Affirmed in part, reversed in part and remanded for entry of judgment in accord with this opinion.

NOTES

[*] Former circuit judge, sitting on the Court of Appeals by assignment pursuant to Const 1963, art 6, § 23 as amended in 1968.

[1] The City of Grosse Pointe Woods and the City of Harper Woods also intervened in this cause, but their interventions are not relevant to this appeal.

[2] Jones v. Chambers (1958), 353 Mich. 674, is distinguishable. In that case, the plaintiff to the second cause of action was concluded by the judgment in the first cause of action because its rights were derivative of the first plaintiff's. Defendants Babcock's rights are in no way derivative of the parties in Klais v. Danowski (1964), 373 Mich. 262, as they have no interest in Private Claim No. 623.

[3] That such a situation is entirely possible, we need only point to People, ex rel. Director of Conservation, v. Reghi (1966), 3 Mich. App. 389, a companion case to People, ex rel. Director of Conservation, v. Babcock (1966), 3 Mich. App. 403. The former case involved Private Claim No. 624. The trial judge held that Klais v. Danowski (1964), 373 Mich. 262, established the borders of 624 even though that claim was never mentioned in Klais.

[4] Ordinarily, the fact that a judgment is erroneous will not prevent res judicata from operating. Johnson v. Haley (1959), 357 Mich. 411.

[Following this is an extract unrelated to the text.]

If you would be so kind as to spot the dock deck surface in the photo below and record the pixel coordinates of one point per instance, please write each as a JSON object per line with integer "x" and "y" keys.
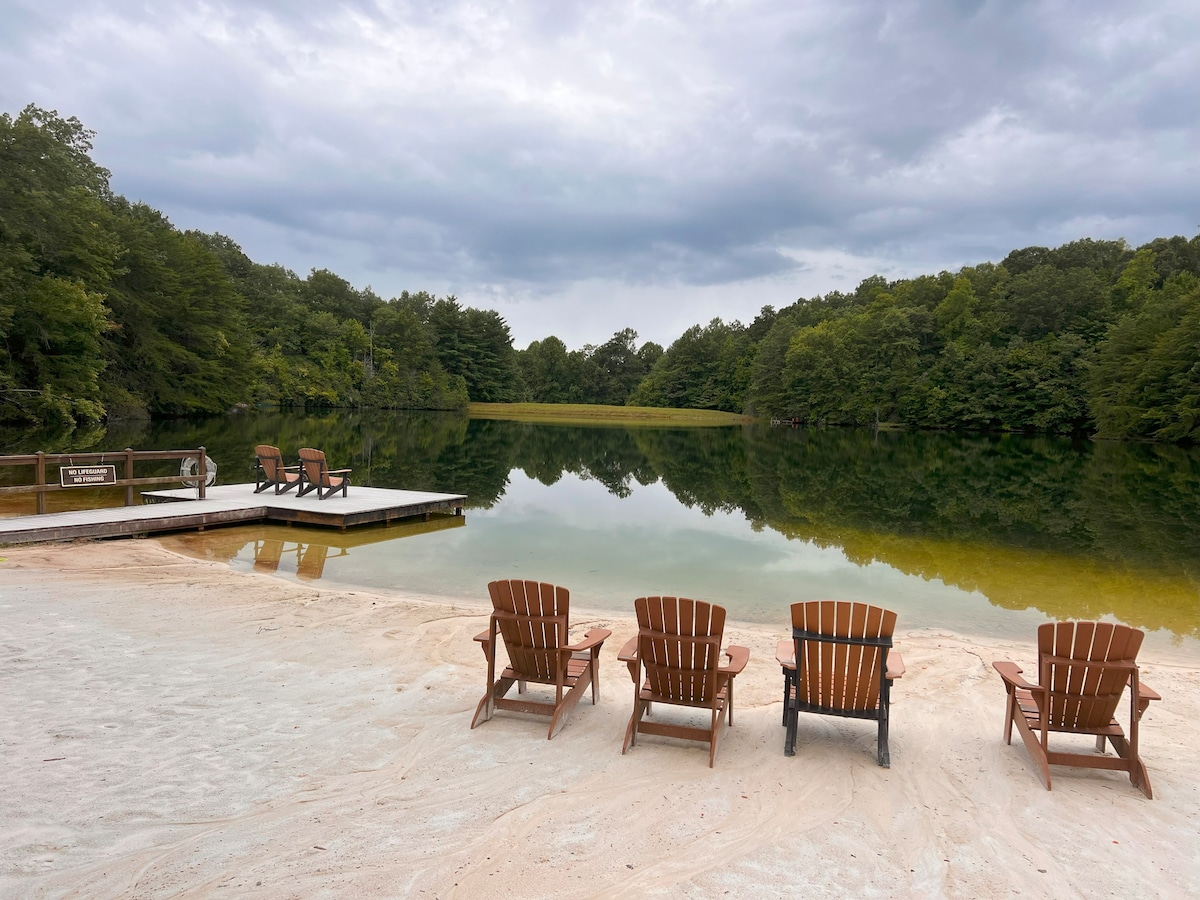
{"x": 228, "y": 504}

[5] Babcock was decided on the principle set forth in People, ex rel. Director of Conservation, v. Reghi (1966), 3 Mich. App. 389.

[6] The fact that the trial judge was able to ascertain the exact location of Private Claim No. 599 with precision based on the location of natural monuments suggests another reason res judicata should not operate in this case. The estoppel of a judgment extends only to the facts in issue as they existed at the time judgment was rendered and does not prevent a reexamination of the same questions where facts have changed or occurred which may alter the litigants' legal rights and relations. In re Raseman Estate (1969), 18 Mich. App. 91, 105. As the Court said in that ease at 104:

"The doctrine of res judicata is not immutable. It reflects a policy of law which seeks to end litigation, but it is only a policy, not an absolute rule, and it need not be and has not been applied rigidly without regard to disparate factual situations."